In fact, an analysis by his office revealed that an estimated 1.8 million American families — including nearly 23,000 in New York City and 19,000 in Nassau and Suffolk counties — could face foreclosure within the next two years when their subprime loan rates increase.

Here’s a snip from Chuck:

“For thousands, the American dream of homeownership has turned into an un-American nightmare. Thousands of middle-income and lower-income New Yorkers were tricked into borrowing these loans, and they are loans designed to fail. The first step is making sure that borrowers are protected from these usurious lenders. It’s long past time that we ensure that American families are protected from loans that promise them the world and then bury them in debt.”

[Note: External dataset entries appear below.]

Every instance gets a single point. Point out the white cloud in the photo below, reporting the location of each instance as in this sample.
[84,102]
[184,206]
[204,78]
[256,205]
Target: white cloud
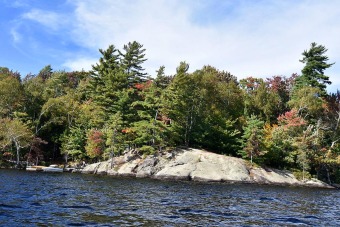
[261,39]
[80,63]
[49,19]
[16,36]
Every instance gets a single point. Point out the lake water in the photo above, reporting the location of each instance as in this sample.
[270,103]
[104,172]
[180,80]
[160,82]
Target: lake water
[66,199]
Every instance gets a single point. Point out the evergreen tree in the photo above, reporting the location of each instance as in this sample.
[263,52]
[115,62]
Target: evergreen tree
[315,62]
[131,60]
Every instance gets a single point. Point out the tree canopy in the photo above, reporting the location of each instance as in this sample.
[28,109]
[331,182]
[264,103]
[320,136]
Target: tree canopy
[287,122]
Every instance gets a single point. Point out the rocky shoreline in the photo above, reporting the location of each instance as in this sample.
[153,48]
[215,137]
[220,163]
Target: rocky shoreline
[196,165]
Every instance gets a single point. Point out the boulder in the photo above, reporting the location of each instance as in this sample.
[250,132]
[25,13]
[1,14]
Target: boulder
[91,168]
[129,168]
[196,165]
[272,176]
[146,168]
[214,167]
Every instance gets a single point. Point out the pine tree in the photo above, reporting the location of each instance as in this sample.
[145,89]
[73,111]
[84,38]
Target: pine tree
[315,64]
[131,60]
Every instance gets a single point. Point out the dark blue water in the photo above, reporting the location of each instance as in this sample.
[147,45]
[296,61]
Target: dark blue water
[66,199]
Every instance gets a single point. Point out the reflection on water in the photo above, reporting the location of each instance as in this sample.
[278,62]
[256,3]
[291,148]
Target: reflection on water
[43,199]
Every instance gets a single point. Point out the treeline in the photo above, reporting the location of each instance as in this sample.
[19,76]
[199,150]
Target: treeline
[283,122]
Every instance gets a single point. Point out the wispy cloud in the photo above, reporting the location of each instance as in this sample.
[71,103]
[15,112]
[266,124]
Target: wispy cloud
[261,39]
[246,38]
[49,19]
[80,63]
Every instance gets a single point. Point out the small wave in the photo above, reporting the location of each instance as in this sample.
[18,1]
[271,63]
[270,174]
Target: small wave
[311,217]
[266,199]
[289,220]
[217,213]
[78,207]
[76,224]
[36,204]
[10,206]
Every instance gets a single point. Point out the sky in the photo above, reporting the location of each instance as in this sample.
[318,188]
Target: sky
[258,38]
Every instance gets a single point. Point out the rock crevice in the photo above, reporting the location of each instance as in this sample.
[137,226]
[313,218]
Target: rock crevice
[196,165]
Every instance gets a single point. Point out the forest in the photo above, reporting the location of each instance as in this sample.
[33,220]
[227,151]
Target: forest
[286,122]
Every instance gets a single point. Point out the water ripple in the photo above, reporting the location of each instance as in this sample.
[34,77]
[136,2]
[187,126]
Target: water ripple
[36,199]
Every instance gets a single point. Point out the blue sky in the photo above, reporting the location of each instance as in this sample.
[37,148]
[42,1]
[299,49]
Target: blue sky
[247,38]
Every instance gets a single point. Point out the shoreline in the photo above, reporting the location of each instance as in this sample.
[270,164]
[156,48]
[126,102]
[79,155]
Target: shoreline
[197,165]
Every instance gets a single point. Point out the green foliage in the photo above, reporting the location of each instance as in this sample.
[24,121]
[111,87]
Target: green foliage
[315,62]
[288,123]
[252,138]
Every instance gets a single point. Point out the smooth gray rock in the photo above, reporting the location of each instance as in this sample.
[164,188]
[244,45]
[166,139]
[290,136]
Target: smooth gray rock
[196,165]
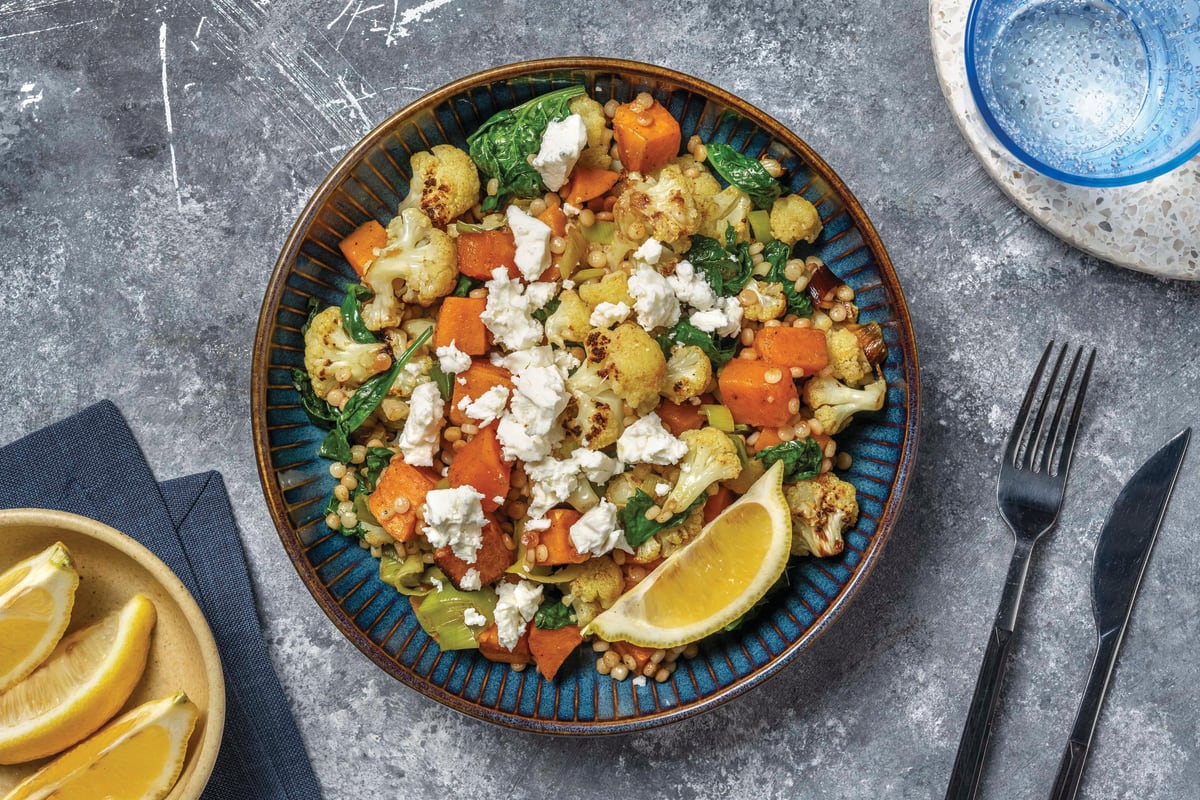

To address the problem, Schumer recommends a response on the federal level that includes:

  • establishing a national regulatory system to target “rogue” mortgage lenders and brokers;
  • eliminating “liar loans” by creating a suitability standard for borrowers;
  • prohibiting prepayment penalties, stated-income loans and “pick a payment” gimmicks that coerce borrowers into signing higher loans than they cannot afford; and
  • creating a state foreclosure prevention task force.

It’s important to note that bad loans are not the only factors that contribute to foreclosure increases. Illness, divorce, job loss and other personal issues often affect distressed homeowners and cause them to fall behind on mortgage payments.

Furthermore, not all subprime loans result in foreclosure.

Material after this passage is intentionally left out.